LightSquared’s proposed high-speed wireless network may “severely impact” the aviation navigation system in the U.S., according to the Federal Aviation Administration, as opposition mounts against the fledgling company’s future high-speed network.
The FAA’s assessment looked at LightSquared’s plans to build a national wireless network with more than 40,000 antennas, which the company would sell to other wireless carriers on a wholesale basis. The plans sparked concern from commercial aviation experts and GPS makers that LightSquared frequencies would overpower weaker GPS signals, which would require a costly retrofit of existing aviation GPS equipment that may also endanger public safety.
The “estimated loss of life from 2014 to 2023 as a result of LightSquared impacts to GPS” during the period when aircraft were retrofitted would include 794 deaths, with a value of life totaling $4.9 billion, the report states. Interference itself may cost $70 billion over the next ten years, according to the report.
“The effects of LightSquared deployment would be far-reaching and potentially devastating to aviation,” the report states. “Billions of dollars in existing FAA and GPS user investments would be lost.”
The FAA report called that estimate conservative too, as it did not include injuries or property loss.
The FAA’s objections come as LightSquared ramps up its business reselling network capacity to carriers, Web-based streaming content providers, cable companies and others with an interest in high-speed wireless. The company received the go-ahead in January to use satellite capacity for cell phone use.

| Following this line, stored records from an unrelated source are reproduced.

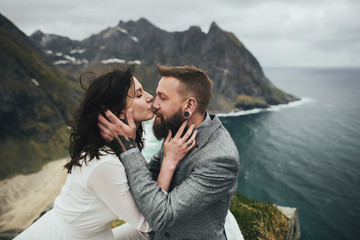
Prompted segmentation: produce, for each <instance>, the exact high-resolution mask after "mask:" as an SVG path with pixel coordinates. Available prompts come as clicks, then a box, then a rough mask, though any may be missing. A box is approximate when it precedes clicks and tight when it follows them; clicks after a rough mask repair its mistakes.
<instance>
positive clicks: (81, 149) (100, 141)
mask: <svg viewBox="0 0 360 240" xmlns="http://www.w3.org/2000/svg"><path fill="white" fill-rule="evenodd" d="M133 74H134V69H133V68H132V67H127V68H121V69H117V70H113V71H111V72H109V73H106V74H104V75H101V76H99V77H96V75H95V74H94V73H92V72H86V73H83V74H82V75H81V76H80V78H79V82H80V85H81V87H82V88H83V89H84V90H85V93H84V95H83V98H82V100H81V102H80V105H79V107H78V108H77V109H75V111H74V112H73V120H72V122H71V123H72V124H71V125H72V133H71V135H70V145H69V154H70V161H69V162H68V163H67V164H66V165H65V166H64V167H65V168H66V169H67V171H68V173H71V169H72V167H73V166H81V163H80V160H82V159H84V161H85V164H86V159H89V160H88V161H91V160H92V159H94V158H96V159H99V157H100V156H101V153H100V150H103V151H105V152H107V153H112V151H111V150H109V149H110V148H109V147H108V146H109V145H108V143H107V142H106V141H105V140H104V139H103V138H102V137H101V135H100V130H99V127H98V126H97V123H98V115H99V114H101V113H103V112H104V111H105V110H106V109H109V110H111V111H112V112H113V113H114V114H115V115H116V116H119V115H120V113H121V111H122V110H124V109H125V107H126V99H127V97H128V91H129V89H130V87H131V86H133V85H134V80H133ZM84 80H86V82H87V83H84ZM142 134H143V127H142V125H140V126H139V128H138V129H137V131H136V139H135V141H136V143H137V145H138V148H139V149H140V151H141V150H142V148H143V147H144V142H143V139H142Z"/></svg>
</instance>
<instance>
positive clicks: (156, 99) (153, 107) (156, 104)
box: [152, 97, 160, 110]
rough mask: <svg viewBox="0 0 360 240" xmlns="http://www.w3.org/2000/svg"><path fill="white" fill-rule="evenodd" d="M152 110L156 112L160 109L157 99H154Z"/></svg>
mask: <svg viewBox="0 0 360 240" xmlns="http://www.w3.org/2000/svg"><path fill="white" fill-rule="evenodd" d="M152 108H154V109H156V110H159V109H160V105H159V104H158V101H157V97H156V98H155V100H154V102H153V104H152Z"/></svg>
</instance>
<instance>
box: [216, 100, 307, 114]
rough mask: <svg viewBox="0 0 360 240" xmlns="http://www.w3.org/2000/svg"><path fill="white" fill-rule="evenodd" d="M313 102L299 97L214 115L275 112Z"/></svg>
mask: <svg viewBox="0 0 360 240" xmlns="http://www.w3.org/2000/svg"><path fill="white" fill-rule="evenodd" d="M309 102H314V100H313V99H311V98H305V97H304V98H301V99H300V100H298V101H294V102H290V103H287V104H279V105H273V106H270V107H268V108H254V109H251V110H245V111H237V112H230V113H217V114H216V115H217V116H218V117H237V116H242V115H250V114H256V113H259V112H276V111H279V110H281V109H284V108H292V107H298V106H301V105H303V104H305V103H309Z"/></svg>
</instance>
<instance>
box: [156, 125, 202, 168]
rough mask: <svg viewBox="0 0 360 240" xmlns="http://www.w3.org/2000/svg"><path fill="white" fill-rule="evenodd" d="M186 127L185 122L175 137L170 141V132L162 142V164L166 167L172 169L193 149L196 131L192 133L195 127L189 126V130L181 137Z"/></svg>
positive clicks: (193, 131)
mask: <svg viewBox="0 0 360 240" xmlns="http://www.w3.org/2000/svg"><path fill="white" fill-rule="evenodd" d="M185 127H186V122H184V123H183V124H182V125H181V126H180V128H179V130H178V131H177V133H176V135H175V136H174V137H173V138H172V139H171V135H172V133H171V131H169V134H168V135H167V137H166V139H165V140H164V159H163V164H166V165H168V166H173V167H174V168H175V167H176V166H177V164H178V163H179V162H180V161H181V160H182V159H183V158H184V157H185V156H186V154H187V153H188V152H189V151H190V150H191V149H193V148H194V146H195V138H196V133H197V131H194V128H195V125H194V124H193V125H191V126H190V128H189V129H188V130H187V131H186V133H185V134H184V136H183V137H181V135H183V132H184V129H185Z"/></svg>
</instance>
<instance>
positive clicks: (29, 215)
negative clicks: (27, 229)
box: [0, 158, 67, 232]
mask: <svg viewBox="0 0 360 240" xmlns="http://www.w3.org/2000/svg"><path fill="white" fill-rule="evenodd" d="M66 160H67V159H66V158H63V159H59V160H55V161H51V162H49V163H47V164H46V165H44V166H43V168H42V169H41V170H40V171H39V172H37V173H32V174H28V175H23V174H21V175H17V176H14V177H12V178H8V179H4V180H1V181H0V203H1V206H0V232H5V231H9V230H11V231H12V230H14V231H22V230H24V229H26V228H27V227H29V226H30V225H31V224H32V223H33V221H34V220H35V219H36V218H38V217H39V215H40V213H41V212H42V211H43V210H44V209H45V208H46V206H48V205H49V204H51V203H53V202H54V200H55V198H56V197H57V196H58V195H59V194H60V191H61V188H62V186H63V185H64V183H65V180H66V176H67V174H66V171H65V170H64V169H63V166H64V165H65V163H66Z"/></svg>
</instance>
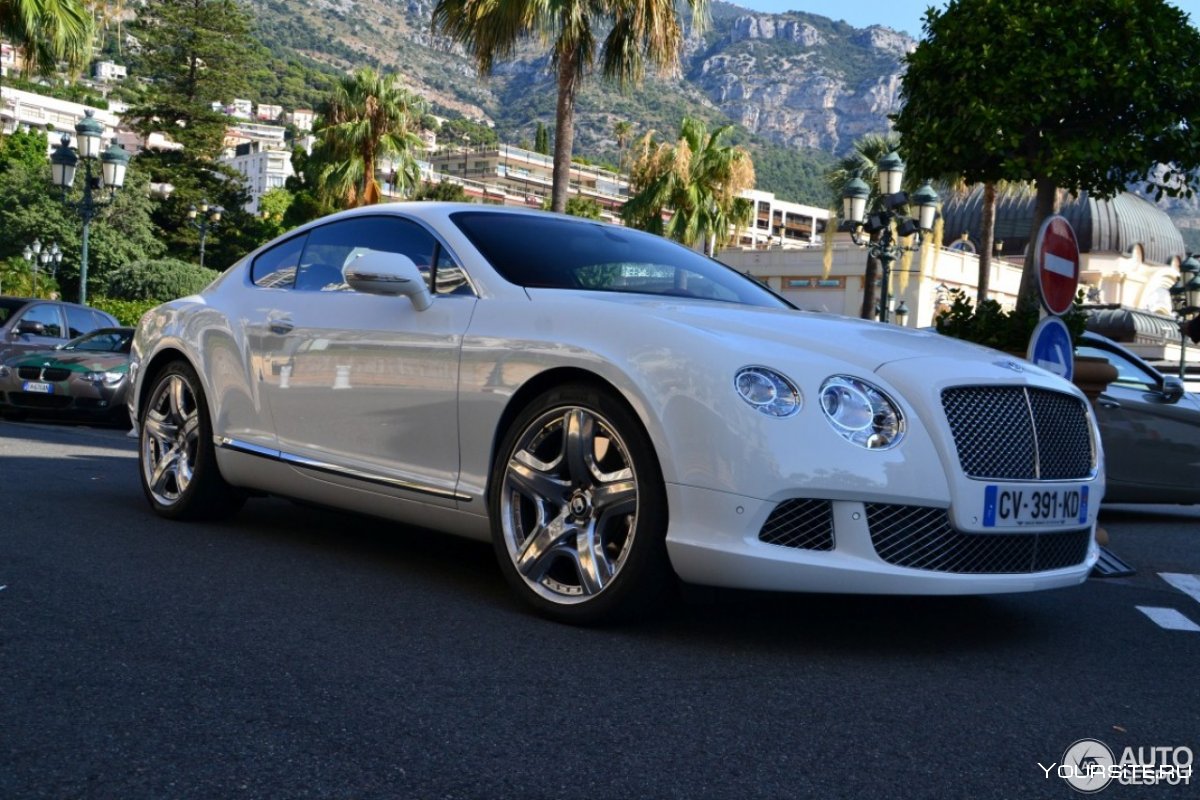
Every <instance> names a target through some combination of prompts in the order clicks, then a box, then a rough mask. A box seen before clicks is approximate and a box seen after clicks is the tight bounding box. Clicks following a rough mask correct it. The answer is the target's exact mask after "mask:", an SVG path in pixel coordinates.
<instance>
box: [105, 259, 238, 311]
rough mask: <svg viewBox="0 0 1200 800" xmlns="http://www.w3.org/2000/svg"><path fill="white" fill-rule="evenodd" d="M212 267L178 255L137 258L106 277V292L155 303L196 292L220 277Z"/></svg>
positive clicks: (123, 296) (105, 290) (110, 273)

The company also recently announced a partnership with Sprint, which would give the carrier $9 billion for spectrum hosting and LTE network services, helping Sprint expand its network capacity.
LightSquared also plans to sell its services to retailers and device makers, which would allow wireless broadband service to be bundled into products.
LightSquared’s future buildout may allow it to play a prominent role in telecommunications in coming years, but the significant public safety concerns may prove a formidable speed bump for the fledgling company.
LightSquared counters that the FAA’s report did not take into account recent proposed changes to the plan by LightSquared to address the issues raised.
“Simply put, the vast majority of the interference issues raised by this report are no longer an issue. We look forward to discussing this with the FAA,” said Jeff Carlisle, LightSquared’s executive vice president of Regulatory Affairs.
Instead, LightSquared is now focusing on the role their satellite system can play in coordinating emergency response during disasters.
“In an emergency, the last thing public safety workers should have to worry about is their ability to communicate with each other,” said Sanjiv Ahuja, chairman and chief executive officer of LightSquared.
Companies like Sprint are looking at LightSquared to expand their wireless capacities, but those strategies may be curtailed as LightSquared hits interference from public safety concerns.